O magistrado atendeu a um pedido do próprio Ministério Público do Distrito Federal e dos Territórios (MPDFT), apresentado dois dias antes. O órgão argumentou que a divulgação das medidas restritivas é necessária para que os consumidores identifiquem eventuais repetições de condutas e relatem descumprimentos às autoridades. Na decisão, o relator destacou a natureza coletiva da ação e apontou que o princípio constitucional da publicidade dos atos processuais deve prevalecer, mantendo sob sigilo apenas dados pessoais sensíveis, bancários ou fiscais que venham a ser indicados individualmente pelas defesas.
A ação civil pública foi proposta pelo MPDFT em 8 de julho, com valor da causa fixado em R$ 120 milhões, sob a alegação de publicidade enganosa e abusiva na oferta de apostas de quota fixa. A acusação aponta o uso de bônus e rodadas gratuitas com condições contratuais omitidas e a inserção de conteúdo comercial em postagens de rotina nas redes sociais da influenciadora, sem a devida sinalização.
Restrições impostas e andamento do processo
Após ter o pedido de liminar negado em primeira instância pela 7ª Vara Cível, o Ministério Público recorreu por meio de agravo de instrumento. Em análise prévia desse recurso, no dia 21 de julho, o desembargador Scussel determinou restrições parciais às rés.

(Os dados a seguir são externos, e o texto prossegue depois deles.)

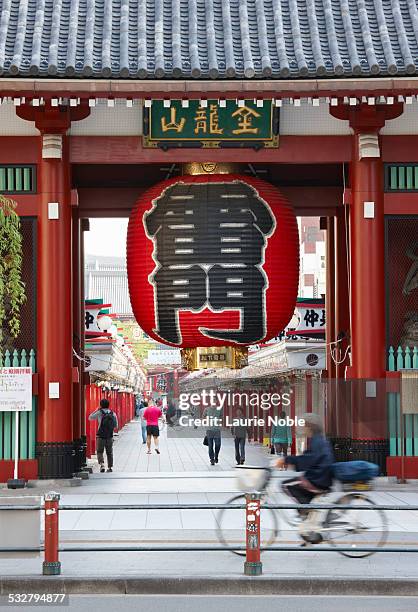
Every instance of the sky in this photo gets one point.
(106, 237)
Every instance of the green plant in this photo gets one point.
(12, 289)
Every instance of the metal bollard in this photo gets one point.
(51, 565)
(253, 565)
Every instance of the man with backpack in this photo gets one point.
(108, 422)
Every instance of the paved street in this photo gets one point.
(161, 481)
(215, 603)
(178, 452)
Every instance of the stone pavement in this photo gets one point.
(161, 481)
(178, 452)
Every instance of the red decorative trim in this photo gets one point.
(129, 150)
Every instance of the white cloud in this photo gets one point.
(106, 237)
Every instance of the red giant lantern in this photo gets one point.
(213, 260)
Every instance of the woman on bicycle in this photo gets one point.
(316, 463)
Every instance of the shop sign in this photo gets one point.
(15, 389)
(211, 125)
(164, 357)
(310, 320)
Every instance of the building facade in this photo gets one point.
(78, 87)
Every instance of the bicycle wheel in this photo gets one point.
(355, 528)
(231, 525)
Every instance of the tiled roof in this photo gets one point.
(187, 39)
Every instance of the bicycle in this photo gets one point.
(339, 527)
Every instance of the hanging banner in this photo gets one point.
(310, 319)
(15, 389)
(214, 124)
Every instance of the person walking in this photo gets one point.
(107, 423)
(240, 435)
(213, 433)
(281, 436)
(152, 414)
(142, 421)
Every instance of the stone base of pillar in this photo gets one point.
(55, 459)
(78, 455)
(83, 451)
(374, 451)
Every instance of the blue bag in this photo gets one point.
(354, 471)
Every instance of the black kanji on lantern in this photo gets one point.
(209, 242)
(311, 317)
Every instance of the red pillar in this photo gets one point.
(342, 325)
(77, 334)
(55, 317)
(367, 280)
(367, 247)
(54, 308)
(330, 417)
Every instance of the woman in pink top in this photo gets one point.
(151, 415)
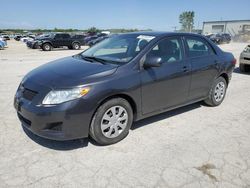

Ficou proibida a veiculação de anúncios que associem apostas a lucros garantidos, renda extra, investimentos ou ausência de riscos. O tribunal também estabeleceu que Virginia Fonseca deve identificar de maneira explícita o caráter publicitário de suas publicações, mesmo quando integradas a conteúdos de cunho pessoal. O prazo fixado para a remoção de conteúdos em desconformidade foi de 48 horas, sob pena de multa diária de R$ 100 mil, limitada ao teto de R$ 2 milhões. Pedidos para a suspensão das cláusulas de remuneração das influenciadoras e veto genérico a anúncios de jogos específicos foram indeferidos nesta etapa. A decisão individual sobre o sigilo ainda cabe recurso ao colegiado da 2ª Turma Cível.